= More Pricks Than Kicks =

Short prose collection by Samuel Beckett

First edition (publ. Chatto & Windus)

More Pricks Than Kicks is a collection of short prose by Samuel Beckett, first published in 1934. It contains extracts from his earlier novel, Dream of Fair to Middling Women (for which he was unable to find a publisher), as well as other short stories.

The stories chart the life of the book's main character, Belacqua Shuah, from his days as a student to his accidental death. Beckett takes the name Belacqua from a figure in Dante's Purgatorio, a Florentine lute-maker famed for his laziness, who has given up on ever reaching heaven. The opening story, "Dante and the Lobster," features Belacqua's horrified reaction to the discovery that the lobster he has bought for dinner must be boiled alive. "It's a quick death, God help us all," Belacqua tells himself, before the narrator's stern interjection to the contrary: "It is not."

"The Smeraldina's Billet Doux" is a love letter to Belacqua in fractured English by the German-speaking Smeraldina Rima, a character based on Beckett's cousin Peggy Sinclair. Other real-life originals of More Pricks Than Kicks characters include Mary Manning Howe (the Caleken Frica), Ethna MacCarthy (the Alba), and Lucia Joyce (the Syra Cusa).

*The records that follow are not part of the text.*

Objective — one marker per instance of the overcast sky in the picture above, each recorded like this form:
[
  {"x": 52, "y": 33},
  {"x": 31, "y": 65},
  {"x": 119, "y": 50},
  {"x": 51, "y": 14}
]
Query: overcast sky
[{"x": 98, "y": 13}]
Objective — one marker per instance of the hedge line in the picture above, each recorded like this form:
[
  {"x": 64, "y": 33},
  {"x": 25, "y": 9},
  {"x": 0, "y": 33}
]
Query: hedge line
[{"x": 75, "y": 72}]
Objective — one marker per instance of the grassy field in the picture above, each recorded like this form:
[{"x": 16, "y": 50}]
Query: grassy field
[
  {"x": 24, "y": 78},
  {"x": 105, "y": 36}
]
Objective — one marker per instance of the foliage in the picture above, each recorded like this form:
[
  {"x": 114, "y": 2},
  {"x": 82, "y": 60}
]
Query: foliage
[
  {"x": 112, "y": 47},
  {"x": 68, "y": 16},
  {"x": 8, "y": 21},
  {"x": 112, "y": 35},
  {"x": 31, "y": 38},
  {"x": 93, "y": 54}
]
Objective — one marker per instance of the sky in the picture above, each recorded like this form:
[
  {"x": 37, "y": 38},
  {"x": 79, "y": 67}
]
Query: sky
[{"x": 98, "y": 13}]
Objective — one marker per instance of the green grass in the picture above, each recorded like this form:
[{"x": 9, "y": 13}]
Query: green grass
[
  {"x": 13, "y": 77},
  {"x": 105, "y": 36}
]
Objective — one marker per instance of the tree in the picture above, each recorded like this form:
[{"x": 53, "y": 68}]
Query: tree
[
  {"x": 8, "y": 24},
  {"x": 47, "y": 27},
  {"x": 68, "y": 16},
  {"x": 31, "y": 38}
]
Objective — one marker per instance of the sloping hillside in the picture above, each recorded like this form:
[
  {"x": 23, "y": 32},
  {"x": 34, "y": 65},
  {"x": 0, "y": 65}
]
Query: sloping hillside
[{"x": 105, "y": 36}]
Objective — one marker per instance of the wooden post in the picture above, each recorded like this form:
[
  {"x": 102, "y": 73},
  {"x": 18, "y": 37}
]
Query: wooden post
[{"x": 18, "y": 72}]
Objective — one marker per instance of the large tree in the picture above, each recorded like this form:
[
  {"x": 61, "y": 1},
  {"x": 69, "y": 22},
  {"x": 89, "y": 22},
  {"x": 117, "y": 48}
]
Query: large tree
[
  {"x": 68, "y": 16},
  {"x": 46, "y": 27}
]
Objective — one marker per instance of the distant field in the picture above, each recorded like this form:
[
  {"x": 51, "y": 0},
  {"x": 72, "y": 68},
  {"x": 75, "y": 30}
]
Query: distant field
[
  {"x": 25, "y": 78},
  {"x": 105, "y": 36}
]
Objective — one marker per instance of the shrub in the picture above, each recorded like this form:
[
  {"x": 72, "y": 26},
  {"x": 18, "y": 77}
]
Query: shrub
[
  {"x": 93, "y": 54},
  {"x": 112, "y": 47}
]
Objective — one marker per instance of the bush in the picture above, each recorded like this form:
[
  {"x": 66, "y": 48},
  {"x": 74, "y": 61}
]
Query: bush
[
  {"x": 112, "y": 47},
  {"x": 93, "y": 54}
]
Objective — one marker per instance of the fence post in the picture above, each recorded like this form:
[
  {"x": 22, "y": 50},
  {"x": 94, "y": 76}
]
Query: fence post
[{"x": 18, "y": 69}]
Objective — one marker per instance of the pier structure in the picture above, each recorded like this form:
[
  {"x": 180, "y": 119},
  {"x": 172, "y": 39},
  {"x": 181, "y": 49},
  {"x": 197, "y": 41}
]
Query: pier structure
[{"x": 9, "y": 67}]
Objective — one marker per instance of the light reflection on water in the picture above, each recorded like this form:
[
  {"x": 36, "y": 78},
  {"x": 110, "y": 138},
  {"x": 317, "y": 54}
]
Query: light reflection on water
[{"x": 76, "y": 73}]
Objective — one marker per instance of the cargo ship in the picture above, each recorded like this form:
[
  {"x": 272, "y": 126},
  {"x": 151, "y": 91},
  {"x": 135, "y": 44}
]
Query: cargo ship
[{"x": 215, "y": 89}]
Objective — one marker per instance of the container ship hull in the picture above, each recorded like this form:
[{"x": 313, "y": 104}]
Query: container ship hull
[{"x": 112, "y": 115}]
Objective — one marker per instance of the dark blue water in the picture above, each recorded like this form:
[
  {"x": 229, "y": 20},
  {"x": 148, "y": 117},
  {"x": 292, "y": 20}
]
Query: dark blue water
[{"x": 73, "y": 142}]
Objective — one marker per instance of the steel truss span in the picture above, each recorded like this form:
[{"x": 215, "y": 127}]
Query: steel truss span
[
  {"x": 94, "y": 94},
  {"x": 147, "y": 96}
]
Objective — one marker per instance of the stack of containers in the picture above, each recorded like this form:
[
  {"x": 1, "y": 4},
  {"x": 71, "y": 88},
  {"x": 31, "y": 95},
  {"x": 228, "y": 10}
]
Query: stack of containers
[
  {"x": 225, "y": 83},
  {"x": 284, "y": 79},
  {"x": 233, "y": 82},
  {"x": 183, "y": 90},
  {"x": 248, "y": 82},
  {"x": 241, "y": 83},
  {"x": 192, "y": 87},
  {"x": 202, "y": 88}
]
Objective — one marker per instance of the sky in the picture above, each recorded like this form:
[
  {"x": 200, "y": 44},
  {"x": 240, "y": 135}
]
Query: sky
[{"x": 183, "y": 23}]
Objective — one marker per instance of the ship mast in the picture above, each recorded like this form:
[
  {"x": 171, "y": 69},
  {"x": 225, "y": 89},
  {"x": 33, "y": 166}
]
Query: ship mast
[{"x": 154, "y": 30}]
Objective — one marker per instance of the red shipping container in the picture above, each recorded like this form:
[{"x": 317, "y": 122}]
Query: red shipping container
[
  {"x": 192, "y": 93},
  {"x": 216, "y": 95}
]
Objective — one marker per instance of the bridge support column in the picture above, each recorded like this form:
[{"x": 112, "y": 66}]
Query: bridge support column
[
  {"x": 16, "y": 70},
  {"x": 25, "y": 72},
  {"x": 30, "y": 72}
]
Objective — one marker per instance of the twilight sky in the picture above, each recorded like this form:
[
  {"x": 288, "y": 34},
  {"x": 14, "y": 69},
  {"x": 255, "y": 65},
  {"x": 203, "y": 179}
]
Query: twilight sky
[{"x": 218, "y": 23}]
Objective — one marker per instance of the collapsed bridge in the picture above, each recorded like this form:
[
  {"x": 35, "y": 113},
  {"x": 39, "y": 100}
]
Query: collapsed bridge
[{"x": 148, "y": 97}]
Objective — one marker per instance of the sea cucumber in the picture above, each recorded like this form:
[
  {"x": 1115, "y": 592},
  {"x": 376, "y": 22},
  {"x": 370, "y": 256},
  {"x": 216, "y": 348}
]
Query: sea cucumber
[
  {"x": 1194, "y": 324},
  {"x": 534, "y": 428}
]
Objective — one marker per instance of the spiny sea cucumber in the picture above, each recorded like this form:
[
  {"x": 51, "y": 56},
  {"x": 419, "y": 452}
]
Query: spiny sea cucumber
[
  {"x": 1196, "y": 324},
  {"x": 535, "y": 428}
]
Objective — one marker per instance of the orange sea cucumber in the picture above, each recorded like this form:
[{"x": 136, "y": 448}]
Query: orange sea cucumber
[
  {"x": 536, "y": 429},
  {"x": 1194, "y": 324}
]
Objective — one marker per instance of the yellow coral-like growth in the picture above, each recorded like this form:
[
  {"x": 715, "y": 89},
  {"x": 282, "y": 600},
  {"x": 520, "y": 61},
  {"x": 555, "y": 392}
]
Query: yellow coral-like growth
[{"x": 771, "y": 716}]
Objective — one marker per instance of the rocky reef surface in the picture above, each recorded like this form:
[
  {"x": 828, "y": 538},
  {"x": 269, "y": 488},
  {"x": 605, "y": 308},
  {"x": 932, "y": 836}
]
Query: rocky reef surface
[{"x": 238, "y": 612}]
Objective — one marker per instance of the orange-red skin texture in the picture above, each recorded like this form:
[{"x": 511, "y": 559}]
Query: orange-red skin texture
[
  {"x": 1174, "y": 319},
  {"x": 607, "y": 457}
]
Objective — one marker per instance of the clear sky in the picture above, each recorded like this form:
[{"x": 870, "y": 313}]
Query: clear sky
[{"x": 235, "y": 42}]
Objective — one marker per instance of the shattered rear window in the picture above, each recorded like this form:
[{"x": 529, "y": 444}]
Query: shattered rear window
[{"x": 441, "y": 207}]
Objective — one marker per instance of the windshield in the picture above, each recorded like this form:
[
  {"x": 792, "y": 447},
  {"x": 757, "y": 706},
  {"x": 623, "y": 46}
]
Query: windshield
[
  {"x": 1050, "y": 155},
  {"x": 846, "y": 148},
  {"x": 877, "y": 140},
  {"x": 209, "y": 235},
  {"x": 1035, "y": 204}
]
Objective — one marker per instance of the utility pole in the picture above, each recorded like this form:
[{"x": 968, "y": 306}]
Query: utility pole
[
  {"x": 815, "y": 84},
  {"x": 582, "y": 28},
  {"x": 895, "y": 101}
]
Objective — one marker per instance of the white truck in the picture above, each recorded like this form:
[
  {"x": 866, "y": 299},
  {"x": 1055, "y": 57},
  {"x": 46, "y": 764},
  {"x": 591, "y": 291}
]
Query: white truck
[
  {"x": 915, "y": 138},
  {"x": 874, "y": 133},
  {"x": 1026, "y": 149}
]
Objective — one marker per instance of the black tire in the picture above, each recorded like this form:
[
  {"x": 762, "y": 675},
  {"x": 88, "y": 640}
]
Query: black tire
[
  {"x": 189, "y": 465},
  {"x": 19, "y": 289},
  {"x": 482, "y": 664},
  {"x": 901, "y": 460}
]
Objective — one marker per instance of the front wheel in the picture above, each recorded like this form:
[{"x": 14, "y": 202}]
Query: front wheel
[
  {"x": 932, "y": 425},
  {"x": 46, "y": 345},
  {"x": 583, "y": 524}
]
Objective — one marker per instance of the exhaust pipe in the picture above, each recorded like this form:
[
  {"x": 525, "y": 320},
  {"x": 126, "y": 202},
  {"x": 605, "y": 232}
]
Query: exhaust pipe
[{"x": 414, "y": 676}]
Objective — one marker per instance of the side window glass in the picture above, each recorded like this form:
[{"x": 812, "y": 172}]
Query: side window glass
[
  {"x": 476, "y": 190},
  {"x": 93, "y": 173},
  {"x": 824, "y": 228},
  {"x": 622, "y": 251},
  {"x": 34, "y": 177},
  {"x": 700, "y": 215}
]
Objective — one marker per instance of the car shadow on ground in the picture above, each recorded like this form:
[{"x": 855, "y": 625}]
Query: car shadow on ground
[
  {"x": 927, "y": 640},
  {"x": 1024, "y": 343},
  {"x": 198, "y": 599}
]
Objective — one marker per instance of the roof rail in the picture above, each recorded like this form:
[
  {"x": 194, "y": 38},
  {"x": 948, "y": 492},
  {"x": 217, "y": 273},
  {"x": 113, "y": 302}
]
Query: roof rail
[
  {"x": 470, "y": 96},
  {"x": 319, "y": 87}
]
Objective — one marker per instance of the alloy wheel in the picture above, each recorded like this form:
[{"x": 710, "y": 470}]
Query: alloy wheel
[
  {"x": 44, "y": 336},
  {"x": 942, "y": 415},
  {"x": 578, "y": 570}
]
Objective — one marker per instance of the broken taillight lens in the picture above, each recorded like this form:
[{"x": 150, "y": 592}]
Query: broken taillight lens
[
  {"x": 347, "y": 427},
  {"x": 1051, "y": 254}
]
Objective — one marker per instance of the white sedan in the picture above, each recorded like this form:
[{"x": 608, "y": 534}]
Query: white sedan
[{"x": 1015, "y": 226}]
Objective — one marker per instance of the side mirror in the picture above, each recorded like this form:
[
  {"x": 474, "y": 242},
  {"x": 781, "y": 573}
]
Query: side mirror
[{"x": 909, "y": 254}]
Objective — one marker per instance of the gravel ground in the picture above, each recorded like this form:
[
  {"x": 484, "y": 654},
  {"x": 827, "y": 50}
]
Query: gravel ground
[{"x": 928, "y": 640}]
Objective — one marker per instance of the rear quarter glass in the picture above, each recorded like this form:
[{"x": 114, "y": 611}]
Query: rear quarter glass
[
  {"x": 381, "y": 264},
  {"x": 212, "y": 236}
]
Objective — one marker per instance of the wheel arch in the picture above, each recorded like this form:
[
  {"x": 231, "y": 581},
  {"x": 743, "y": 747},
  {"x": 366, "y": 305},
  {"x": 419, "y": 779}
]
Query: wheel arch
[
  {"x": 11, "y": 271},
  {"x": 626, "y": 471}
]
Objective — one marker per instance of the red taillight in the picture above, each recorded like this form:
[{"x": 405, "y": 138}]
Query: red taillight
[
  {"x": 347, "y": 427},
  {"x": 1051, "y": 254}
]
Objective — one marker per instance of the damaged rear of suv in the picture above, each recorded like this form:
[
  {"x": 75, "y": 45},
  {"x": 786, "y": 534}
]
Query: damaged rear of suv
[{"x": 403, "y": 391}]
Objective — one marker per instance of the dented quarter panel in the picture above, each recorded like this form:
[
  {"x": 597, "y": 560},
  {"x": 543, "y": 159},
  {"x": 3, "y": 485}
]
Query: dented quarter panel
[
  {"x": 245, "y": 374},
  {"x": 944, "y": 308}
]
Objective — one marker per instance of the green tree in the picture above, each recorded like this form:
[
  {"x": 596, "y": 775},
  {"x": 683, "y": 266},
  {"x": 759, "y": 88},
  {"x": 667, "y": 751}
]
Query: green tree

Almost uniquely for Beckett's male characters, Belacqua shows a marked enthusiasm for the state of matrimony, marrying in quick succession Lucy, Thelma bboggs, and the Smeraldina Rima.

The final story, "Draff," centres on his funeral.

At the suggestion of his Chatto editor, Charles Prentice, Beckett added another story, '"Echo's Bones," to the manuscript. In it, Belacqua returns from the dead. Prentice rejected the story, and it remained unpublished until 2014 (Faber & Faber and Grove Press).